Abstract

SUMMARYThe Kepingtag (Kalpin) fold-and-thrust belt of the southern Chinese Tian Shan is characterized by active shortening and intense seismic activity. Geological cross-sections and seismic reflection profiles suggest thin-skinned, northward-dipping thrust sheets detached in an Upper Cambrian décollement. The 2020 January 19 Mw 6.0 Jiashi earthquake provides an opportunity to investigate how coseismic deformation is accommodated in this structural setting. Coseismic surface deformation resolved with Sentinel-1 Interferometric Synthetic Aperture Radar (InSAR) is centred on the back limb of the frontal Kepingtag anticline.

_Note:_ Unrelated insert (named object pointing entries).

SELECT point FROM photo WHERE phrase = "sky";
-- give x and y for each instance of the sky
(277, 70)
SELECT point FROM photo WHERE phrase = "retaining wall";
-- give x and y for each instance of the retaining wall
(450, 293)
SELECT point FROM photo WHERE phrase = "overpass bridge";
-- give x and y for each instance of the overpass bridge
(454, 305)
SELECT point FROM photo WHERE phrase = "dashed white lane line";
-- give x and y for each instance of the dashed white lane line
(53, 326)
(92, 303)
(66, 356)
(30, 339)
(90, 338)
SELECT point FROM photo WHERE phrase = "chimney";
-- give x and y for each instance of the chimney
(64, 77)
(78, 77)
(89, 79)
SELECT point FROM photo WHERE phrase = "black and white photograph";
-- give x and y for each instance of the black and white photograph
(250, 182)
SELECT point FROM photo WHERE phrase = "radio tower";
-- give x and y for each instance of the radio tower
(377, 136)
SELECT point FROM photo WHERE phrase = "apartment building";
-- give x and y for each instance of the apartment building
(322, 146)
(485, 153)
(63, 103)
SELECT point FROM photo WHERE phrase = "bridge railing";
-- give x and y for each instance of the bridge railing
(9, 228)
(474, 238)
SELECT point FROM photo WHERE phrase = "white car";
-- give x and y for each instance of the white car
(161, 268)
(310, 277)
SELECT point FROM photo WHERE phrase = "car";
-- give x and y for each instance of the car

Elastic dislocation modelling suggests that the causative fault is located at ∼7 km depth and dips ∼7° northward, consistent with the inferred position of the décollement. Our calibrated relocation of the main shock hypocentre is consistent with eastward, unilateral rupture of this fault. The narrow slip pattern (length ∼37 km but width only ∼9 km) implies that there is a strong structural or lithological control on the rupture extent, with updip slip propagation possibly halted by an abrupt change in dip angle where the Kepingtag thrust is inferred to branch off the décollement. A depth discrepancy between main shock slip constrained by InSAR and teleseismic waveform modelling (∼7 km) and well-relocated aftershocks (∼10–20 km) may suggest that faults within sediments above the décollement exhibit velocity-strengthening friction.